道德情操論 亚当·斯密 5012 2018-03-20
第六卷論有關美德的品質(本卷有三篇) 引言當我們考慮任何個人的品質時,我們當然要從兩個不同的角度來考察它:第一,它對那個人自己的幸福所能產生的影響;第二,它對其他人的幸福所能產生的影響。 第一篇論個人的品質,就它對自己幸福的影響而言;或論謹慎身體的保養和健康狀況似乎是造物主首先勸每一個人關心的對象。飢餓和口渴時的慾望,快樂和痛苦、熱和冷等等令人愉快或不快的感覺,可能被認為是造物主本身給予他的親口訓誡,它指導他為了上述目的應當選擇什麼和迴避什麼。 一個人最初得到的訓誡,來自在童年時代負責照管他的那些人。這種訓誡大部分傾向於與上述相同的目的。它們的主要目的,是教會他如何避免傷害身體。 在他長大成人後,他很快就知道,為了滿足那些天生的慾望,為了得到快樂和避免痛苦,為了獲得令人愉快的和避免令人不快的冷熱溫度,某些小心和預見作為達到這些目的的手段有其必要。保持和增進他的物質財富的藝術,就存在於小心和預見的合宜的傾向之中。

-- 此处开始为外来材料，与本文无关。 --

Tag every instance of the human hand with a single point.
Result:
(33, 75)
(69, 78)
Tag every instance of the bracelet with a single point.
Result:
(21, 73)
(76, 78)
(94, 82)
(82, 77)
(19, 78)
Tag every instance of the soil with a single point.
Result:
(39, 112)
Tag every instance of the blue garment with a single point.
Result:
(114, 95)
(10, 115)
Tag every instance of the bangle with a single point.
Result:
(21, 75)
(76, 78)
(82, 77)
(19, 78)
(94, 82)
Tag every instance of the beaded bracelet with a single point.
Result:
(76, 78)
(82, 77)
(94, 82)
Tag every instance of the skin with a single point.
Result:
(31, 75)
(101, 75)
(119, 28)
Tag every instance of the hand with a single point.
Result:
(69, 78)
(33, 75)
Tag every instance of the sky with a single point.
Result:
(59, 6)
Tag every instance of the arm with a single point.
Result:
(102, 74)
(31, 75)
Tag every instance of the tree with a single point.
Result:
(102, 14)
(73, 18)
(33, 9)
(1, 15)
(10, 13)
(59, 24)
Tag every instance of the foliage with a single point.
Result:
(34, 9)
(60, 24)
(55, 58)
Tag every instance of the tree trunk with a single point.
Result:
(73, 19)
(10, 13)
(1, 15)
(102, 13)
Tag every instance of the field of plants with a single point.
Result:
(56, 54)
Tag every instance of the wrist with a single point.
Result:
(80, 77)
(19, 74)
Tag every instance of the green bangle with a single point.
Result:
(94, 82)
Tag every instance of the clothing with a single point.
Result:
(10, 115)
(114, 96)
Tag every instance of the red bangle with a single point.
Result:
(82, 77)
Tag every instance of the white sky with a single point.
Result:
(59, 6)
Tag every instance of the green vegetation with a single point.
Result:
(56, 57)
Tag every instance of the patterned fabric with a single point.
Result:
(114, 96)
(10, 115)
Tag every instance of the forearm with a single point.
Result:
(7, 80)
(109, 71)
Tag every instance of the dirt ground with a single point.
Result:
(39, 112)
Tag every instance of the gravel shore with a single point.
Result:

雖然對我們來說,物質財富的用處首先是提供肉體所需的各種必需品和便利,但如果我們未覺察到同等地位者對我們的尊重,我們在社會上的名譽和地位在很大程度上取決於我們所擁有的或者人們猜想我們擁有的物質財富,那麼我們在這個世界上就活不長久。把自己變成這種尊重的合宜對象的願望,應當在同自己地位相等的人中間得到和實際獲得這種名譽和地位的願望,或許是我們所有的願望中最強烈的;因而我們急於獲得財富的心情,在很大程度上是由這種比提供肉體上所需的各種必需品和便利——這些往往是很容易提供的——的願望更強烈的慾望引起和激發出來的。 我們在同自己的地位相等的人間的地位和名譽,也在很大程度上依賴自己的品質和行為,或許它們是一個善良的人想完全信賴的;或者,依這些品質和行為在同自己相處的人們中自然地激發出來的信任、尊敬和好意而定。

個人的身體狀況、財富、地位和名譽,被認為是他此生舒適和幸福所依賴的主要對象,對它們的關心,被看成是通常稱為謹慎的那種美德的合宜職責。 我曾經說過,當我們從較好的處境落到一個較差的處境時,我們所感受到的痛苦,甚於從差的處境上升到一個較好的處境時所享受到的快樂。因此,安全是謹慎這個美德的首要和主要的對象。把自己的健康、財產、地位或名譽孤注一擲地押出去,是人們不樂意做的事情。人們寧可小心謹慎而不願進取,更多地掛念的是如何保持自己已經擁有的有利條件,而不是進一步激勵自己去獲得更多的有利條件。我們所依靠的增進自己財富的主要方法是那些不致遭受損失或危險的方法:在自己的行業或職業中的真才實學,在日常工作中的刻苦和勤勉,以及在所有的花費中的節約,甚至某種程度的吝嗇。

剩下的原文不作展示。